Tim Tebow Reveals Key to Having Unwavering Faith

Joshua S. Kelly-USA TODAY SportsColumbia Fireflies outfielder Tim Tebow (15) watches his hit on a home run during the second inning against the Augusta GreenJackets at Spirit Communications Park, April 6, 2017.

There's a reason that Tim Tebow has not waivered in his faith even though many have doubted the former NFL star's professional baseball pursuits.

According to Augusta, Georgia, news service WFXG, the former Heisman Trophy winning college football champion turned minor league outfielder with the New York Mets' Columbia Fireflies seeks to find understanding when faced with moments that could challenge his faith.

"Faith is also like a muscle — the more you work it, the stronger it will get and the more it will grow. And for me, it's something that I've always tried to do," he said. "And in life, in all the highs and all the lows, you just try to understand why I'm going through it. What can I learn and how can I use it?"

He continued by adding, "How can I use this opportunity, this platform, or this transition, or this negativity — whatever it is — to use it for the better, for someone's better, for God's glory, to somehow make a difference?"

Tebow has spoken about his faith being tested in the past. In a Rolling Stone interview, the University of Florida football champion spoke about dealing with those trials at different points in life.

"Whether you're sitting on the edge of the bed and you're thinking 'there are 32 [NFL] teams and nobody wants me' or 'no one wants me to do what I want to do.' Or you get another opportunity, and you don't make it," Tebow revealed. "I've been cut four times. Well only three, but traded once, so it kind of counts as four."

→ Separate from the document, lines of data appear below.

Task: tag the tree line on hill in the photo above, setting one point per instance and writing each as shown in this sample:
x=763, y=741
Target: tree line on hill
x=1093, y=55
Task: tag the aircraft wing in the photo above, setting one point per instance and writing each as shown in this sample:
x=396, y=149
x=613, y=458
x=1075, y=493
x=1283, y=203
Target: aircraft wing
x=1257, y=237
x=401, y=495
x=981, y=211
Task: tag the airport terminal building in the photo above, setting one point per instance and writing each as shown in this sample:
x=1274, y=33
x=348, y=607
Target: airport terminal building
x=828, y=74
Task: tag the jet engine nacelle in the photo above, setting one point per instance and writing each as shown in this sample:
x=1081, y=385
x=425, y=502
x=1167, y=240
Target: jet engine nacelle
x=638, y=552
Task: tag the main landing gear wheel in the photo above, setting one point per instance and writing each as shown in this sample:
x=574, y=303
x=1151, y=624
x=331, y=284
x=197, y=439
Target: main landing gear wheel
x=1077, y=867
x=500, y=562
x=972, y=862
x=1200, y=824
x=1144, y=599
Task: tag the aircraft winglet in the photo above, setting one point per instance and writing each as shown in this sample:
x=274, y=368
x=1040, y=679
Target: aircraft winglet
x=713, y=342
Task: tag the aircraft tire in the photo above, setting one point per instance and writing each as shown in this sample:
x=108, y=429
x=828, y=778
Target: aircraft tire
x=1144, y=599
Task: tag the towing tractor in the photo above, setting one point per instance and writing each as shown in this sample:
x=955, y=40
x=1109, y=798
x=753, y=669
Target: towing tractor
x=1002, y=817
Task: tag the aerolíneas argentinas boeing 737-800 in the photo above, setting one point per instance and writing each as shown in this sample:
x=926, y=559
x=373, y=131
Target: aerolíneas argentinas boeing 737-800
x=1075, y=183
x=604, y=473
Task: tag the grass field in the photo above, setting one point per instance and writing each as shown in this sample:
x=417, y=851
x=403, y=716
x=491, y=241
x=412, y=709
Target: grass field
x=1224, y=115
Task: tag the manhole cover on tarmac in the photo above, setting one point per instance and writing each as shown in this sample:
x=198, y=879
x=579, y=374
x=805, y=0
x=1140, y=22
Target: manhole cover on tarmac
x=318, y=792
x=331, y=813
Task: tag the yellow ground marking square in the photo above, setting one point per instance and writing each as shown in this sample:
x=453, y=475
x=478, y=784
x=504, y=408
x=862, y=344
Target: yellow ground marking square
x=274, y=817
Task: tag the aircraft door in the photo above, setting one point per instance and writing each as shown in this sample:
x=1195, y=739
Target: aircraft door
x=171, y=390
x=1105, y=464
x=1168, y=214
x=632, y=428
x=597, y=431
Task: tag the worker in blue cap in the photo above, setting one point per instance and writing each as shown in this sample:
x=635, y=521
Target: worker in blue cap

Tebow released his second book Shaken: Discovering Your True Identity in the Midst of Life's Storms last year with an aim to encourage others whose faith may be wavering.

"Being able to be popular and have the run in Denver and everything in Florida, I am thankful for the platform. But I'm also grateful, not always, but a lot more now, for the lows," he said. "Because people can understand that even more. They can understand what you're going through and relate to it and hopefully that can be an encouragement to anyone who reads it."